My experience measuring SpO₂ in acute cases

Since early 2024, we have introduced the Philips Nasal Alar SpO₂ sensor in our practice, initially for a select group of patients. We turned to this solution after repeated experiences with unstable or inconsistent SpO₂ measurements in acute cases. The Alar Sensor immediately proved to be a more reliable alternative under challenging conditions where perfusion or motion posed a problem.

In the emergency setting, speed and reliability are critical. One of the first patients we used the Alar Sensor on was an elderly patient with chronic obstructive pulmonary disease (COPD) with an acute exacerbation and peripheral vasoconstriction due to infection. Traditional finger sensors failed to give usable signals. Once we placed the Alar Sensor, we obtained a steady saturation reading within seconds – crucial in our decision to initiate non-invasive ventilation. In our experience, the signal quality is excellent, even in patients who are restless or when other sensors frequently become dislodged.

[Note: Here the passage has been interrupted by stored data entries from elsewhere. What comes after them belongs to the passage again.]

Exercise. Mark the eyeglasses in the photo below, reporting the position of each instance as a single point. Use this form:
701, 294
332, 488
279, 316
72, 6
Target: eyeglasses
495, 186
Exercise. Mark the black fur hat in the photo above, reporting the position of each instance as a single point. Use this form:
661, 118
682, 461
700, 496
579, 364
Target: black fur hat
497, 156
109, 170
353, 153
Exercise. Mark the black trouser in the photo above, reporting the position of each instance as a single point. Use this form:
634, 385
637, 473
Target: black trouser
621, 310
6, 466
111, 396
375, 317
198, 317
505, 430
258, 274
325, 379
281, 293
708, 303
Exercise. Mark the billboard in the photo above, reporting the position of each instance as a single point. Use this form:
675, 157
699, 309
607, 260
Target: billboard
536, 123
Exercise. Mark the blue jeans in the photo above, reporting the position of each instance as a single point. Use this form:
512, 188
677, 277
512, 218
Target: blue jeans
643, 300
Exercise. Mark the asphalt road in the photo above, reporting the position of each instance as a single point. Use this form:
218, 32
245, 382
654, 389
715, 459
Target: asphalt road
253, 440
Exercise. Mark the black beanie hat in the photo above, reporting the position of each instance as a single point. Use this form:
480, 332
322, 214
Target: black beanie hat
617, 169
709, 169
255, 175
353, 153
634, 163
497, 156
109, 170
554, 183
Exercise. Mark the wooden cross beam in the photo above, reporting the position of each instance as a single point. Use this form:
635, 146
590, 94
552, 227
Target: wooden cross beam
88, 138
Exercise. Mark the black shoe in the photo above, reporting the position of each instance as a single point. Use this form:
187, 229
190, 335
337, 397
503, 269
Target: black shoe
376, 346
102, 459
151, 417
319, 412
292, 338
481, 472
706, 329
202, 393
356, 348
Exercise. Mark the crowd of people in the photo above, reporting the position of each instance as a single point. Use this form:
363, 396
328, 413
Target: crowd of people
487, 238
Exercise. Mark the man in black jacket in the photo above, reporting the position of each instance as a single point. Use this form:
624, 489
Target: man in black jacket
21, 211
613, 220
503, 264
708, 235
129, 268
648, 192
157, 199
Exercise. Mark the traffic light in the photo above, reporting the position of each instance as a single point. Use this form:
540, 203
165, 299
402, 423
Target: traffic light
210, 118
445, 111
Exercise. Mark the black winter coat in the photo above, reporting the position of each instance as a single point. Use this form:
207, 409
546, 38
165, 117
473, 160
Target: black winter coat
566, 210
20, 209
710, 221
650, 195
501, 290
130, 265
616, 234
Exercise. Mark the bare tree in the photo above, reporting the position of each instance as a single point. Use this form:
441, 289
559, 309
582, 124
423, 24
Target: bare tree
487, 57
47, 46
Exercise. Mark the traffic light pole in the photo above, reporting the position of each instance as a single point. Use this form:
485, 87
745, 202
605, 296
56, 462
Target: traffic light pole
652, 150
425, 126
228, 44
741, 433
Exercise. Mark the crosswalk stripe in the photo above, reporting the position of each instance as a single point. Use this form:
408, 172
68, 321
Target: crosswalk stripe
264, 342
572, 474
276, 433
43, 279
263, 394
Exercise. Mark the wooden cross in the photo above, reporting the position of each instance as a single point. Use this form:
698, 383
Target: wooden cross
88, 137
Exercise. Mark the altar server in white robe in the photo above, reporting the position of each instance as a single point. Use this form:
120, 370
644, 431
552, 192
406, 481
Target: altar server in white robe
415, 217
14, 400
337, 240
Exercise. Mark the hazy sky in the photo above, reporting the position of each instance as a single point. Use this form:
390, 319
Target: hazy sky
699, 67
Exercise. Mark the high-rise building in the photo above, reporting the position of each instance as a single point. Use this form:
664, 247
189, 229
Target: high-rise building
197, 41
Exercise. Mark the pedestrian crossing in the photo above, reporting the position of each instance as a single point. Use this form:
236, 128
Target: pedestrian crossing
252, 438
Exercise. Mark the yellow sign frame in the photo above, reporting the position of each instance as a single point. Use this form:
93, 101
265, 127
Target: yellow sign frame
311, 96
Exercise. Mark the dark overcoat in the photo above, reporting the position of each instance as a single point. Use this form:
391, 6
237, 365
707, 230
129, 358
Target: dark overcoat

Placement is simple, and our nursing staff were able to start using the sensor without extensive training. The ergonomic design and positioning on the nasal ala make it less intrusive than a finger clip, especially when administering oxygen via mask or nasal cannula. We also observed a reduction in non-actionable alarms, which is a major benefit in a busy emergency environment like ours. Fewer false alarms can mean fewer distractions so we can focus on achieving positive patient outcomes.

For the Emergency Department at ASZ, the Philips Nasal Alar SpO₂ sensor has proven to be a valuable innovation for us that supports quick and accurate clinical decisions in challenging situations. Its reliability under low perfusion conditions, ease of use and improved patient comfort make it a worthwhile addition to our acute care tools. We are currently considering integrating the sensor into our standard monitoring protocols for unstable patients.